LA IMPUGNACIÓN La accionante impugnó el fallo referido, aduciendo que si bien la tutela se debe interponer en un plazo razonable “ ello implica que el periodo de vacaciones debe contar ya que en dicho periodo no procede acción alguna (…)”; que parece que su caso es “ una papa caliente que nadie quiere tocar, siendo que es fundamental (…) por el peligro eminente (sic) de un eventual remate ”; y que “ lo más preocupante ” es que para el juzgador constitucional de primer grado, se encuentren debidamente fundamentadas las providencias emitidas por los funcionarios accionados (fl. 64, cdno. 1).

CONSIDERACIONES 1. En abundantes pronunciamientos la Corporación ha dicho que la acción de tutela es un mecanismo singular establecido por la Constitución de 1991, para la protección inmediata de los derechos fundamentales de las personas, frente a la amenaza o violación que pueda derivarse de la acción u omisión de las autoridades públicas o de los particulares. 2.

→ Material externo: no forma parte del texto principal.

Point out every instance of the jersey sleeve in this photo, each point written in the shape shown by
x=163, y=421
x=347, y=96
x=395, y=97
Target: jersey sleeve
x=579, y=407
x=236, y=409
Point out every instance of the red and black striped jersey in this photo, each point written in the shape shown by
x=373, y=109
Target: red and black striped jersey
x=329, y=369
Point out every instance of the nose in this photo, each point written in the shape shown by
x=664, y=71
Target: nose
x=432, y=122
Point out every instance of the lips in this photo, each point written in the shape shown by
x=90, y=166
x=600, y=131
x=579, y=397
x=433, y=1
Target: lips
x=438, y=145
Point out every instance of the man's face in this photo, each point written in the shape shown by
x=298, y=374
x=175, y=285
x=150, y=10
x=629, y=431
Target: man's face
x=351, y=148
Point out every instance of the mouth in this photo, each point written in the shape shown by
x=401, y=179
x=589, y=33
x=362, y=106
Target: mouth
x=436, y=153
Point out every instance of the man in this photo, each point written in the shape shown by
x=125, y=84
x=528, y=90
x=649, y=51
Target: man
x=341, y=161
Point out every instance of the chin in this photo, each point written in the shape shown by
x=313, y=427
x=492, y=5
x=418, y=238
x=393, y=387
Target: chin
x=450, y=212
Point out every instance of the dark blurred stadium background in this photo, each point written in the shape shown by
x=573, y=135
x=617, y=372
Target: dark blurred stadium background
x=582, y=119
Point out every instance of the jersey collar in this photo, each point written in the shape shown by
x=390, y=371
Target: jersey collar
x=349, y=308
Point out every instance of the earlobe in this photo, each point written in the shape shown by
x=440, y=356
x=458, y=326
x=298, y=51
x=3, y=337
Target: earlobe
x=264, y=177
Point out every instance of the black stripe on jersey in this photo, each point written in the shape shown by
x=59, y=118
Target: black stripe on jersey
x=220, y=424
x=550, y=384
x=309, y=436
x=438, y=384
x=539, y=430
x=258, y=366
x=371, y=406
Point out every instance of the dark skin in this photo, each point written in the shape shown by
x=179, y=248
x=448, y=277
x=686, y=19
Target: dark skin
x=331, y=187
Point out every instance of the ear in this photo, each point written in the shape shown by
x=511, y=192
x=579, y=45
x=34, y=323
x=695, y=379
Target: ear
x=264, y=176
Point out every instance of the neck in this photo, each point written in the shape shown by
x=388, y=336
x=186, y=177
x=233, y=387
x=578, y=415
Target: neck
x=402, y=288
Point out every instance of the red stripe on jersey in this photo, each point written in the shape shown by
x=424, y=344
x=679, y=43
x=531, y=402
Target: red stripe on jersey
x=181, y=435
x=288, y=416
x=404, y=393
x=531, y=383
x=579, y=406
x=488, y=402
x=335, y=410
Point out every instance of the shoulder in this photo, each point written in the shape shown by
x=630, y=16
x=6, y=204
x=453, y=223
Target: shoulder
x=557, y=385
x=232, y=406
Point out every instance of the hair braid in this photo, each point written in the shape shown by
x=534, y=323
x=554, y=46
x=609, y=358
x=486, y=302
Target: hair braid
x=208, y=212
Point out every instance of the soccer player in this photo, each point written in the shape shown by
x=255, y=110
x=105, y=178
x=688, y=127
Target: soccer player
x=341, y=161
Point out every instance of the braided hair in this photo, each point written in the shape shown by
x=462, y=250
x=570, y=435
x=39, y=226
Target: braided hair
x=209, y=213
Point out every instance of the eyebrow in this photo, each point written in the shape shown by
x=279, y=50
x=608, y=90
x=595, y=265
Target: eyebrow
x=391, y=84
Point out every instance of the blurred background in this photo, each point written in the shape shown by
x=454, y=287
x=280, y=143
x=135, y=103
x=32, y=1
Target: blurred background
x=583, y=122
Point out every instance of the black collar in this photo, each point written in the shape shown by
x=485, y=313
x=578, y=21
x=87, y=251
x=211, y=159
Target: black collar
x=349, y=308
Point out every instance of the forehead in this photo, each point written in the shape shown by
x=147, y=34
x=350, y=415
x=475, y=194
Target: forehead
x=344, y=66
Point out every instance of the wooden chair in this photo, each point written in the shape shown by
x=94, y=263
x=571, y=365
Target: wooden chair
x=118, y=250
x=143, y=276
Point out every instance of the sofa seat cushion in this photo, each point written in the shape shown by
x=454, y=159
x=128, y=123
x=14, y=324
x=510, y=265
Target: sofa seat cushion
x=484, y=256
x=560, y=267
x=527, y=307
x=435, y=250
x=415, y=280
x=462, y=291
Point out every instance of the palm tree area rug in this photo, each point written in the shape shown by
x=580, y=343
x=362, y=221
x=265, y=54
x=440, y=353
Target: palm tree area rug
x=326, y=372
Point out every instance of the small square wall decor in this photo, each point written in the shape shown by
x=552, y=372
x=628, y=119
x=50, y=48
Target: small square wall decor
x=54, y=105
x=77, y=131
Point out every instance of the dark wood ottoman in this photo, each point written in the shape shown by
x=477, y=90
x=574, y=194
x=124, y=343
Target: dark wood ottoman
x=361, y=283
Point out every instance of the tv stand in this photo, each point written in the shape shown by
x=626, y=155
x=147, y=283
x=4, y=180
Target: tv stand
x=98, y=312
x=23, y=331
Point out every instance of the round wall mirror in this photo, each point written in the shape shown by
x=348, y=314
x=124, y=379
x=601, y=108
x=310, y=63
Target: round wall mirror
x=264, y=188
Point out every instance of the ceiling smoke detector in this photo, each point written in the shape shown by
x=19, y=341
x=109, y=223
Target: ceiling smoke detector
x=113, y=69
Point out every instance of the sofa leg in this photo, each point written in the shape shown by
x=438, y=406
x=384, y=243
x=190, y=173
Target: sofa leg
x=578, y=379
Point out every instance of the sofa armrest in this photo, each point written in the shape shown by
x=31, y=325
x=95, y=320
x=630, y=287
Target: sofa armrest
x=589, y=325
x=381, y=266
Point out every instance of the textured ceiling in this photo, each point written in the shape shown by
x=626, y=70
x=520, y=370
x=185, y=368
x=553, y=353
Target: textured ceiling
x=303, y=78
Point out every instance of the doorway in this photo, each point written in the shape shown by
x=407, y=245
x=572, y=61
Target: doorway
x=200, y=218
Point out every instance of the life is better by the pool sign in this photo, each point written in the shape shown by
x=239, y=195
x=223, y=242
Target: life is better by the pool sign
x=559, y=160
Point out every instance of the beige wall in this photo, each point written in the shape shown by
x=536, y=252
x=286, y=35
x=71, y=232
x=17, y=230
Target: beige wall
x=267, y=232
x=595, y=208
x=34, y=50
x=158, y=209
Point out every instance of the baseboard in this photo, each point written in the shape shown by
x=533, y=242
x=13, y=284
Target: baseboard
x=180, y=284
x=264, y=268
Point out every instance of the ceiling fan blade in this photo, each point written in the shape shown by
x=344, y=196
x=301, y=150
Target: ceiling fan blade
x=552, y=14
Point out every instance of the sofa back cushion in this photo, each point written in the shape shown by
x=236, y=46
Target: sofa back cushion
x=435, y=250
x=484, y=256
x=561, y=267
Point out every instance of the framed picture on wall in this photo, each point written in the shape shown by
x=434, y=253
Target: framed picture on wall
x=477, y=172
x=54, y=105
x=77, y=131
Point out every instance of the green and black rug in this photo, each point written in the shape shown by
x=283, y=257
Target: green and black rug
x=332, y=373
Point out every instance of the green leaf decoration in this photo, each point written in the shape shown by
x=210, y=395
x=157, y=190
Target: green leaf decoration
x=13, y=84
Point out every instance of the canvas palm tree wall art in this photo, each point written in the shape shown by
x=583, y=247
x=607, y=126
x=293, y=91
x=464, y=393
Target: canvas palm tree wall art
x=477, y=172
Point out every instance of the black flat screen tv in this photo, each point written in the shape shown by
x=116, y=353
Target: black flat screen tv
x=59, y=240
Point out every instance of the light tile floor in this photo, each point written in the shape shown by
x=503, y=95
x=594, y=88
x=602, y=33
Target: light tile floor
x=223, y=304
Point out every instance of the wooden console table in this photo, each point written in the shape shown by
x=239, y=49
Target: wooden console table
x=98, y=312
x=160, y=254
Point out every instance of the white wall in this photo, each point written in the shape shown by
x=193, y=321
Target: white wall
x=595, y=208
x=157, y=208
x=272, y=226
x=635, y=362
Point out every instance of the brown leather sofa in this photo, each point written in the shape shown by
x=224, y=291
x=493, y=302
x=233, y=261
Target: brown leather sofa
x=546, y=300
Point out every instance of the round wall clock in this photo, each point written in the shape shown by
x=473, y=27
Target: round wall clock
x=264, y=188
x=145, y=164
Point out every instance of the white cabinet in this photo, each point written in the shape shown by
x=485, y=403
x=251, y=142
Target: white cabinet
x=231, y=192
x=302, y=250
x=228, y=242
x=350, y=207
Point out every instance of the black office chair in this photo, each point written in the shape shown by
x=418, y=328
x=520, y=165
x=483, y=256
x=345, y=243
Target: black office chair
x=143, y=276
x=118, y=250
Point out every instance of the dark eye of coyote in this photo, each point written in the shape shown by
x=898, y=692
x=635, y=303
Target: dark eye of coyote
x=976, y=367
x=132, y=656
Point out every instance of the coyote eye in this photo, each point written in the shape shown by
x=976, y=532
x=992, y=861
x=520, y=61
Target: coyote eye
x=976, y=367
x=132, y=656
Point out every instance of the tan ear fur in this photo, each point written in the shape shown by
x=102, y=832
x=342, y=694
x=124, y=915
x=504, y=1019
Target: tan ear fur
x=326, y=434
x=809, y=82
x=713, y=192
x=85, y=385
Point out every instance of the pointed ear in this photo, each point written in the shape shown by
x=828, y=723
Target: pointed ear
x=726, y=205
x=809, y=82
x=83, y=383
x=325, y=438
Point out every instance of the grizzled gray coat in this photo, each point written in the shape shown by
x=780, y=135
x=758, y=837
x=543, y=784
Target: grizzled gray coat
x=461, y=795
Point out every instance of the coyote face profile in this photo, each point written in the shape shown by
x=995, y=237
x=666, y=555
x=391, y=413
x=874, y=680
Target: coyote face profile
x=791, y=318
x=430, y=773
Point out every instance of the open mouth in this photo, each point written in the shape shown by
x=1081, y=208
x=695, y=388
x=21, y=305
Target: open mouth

De la misma forma, se ha señalado que en línea de principio esta acción no procede respecto de providencias judiciales, salvo que el funcionario adopte una decisión por completo desviada del camino previamente señalado, sin ninguna objetividad, afincado en sus particulares designios, a tal extremo que configure el proceder denominado “ vía de hecho ”, situación frente a la cual se abre camino el amparo para restablecer los derechos fundamentales conculcados, siempre y cuando se hayan agotado las vías ordinarias de defensa judicial, dado el carácter subsidiario y residual de la acción de tutela y, por supuesto, se observe el requisito de la inmediatez connatural a su ejercicio. 3.

En el presente asunto, se advierte la improcedencia del resguardo solicitado, por cuanto no se cumple el requisito de la inmediatez; si se tiene en cuenta que entre las providencias de los accionados, objeto de reproche constitucional, de fechas 23 de marzo de 2011 y de 27 de septiembre del mismo año, que la confirmó (fls. 3- 52, cdno. Corte) y el 25 de abril de 2012, data de la interposición de la demanda de tutela (fl. 21, cdno. 1), transcurrieron casi siete meses, lapso, en todo caso, superior al fijado por la acentuada jurisprudencia de la Sala, como razonado y proporcional para acudir al amparo, cuyo objetivo consiste en brindar solución “ a situaciones presentes que aún pueden ser susceptibles de tal remedio, y no denunciar hechos cuyos efectos se han materializado… ” (Sentencia de 17 de julio de 2006, exp.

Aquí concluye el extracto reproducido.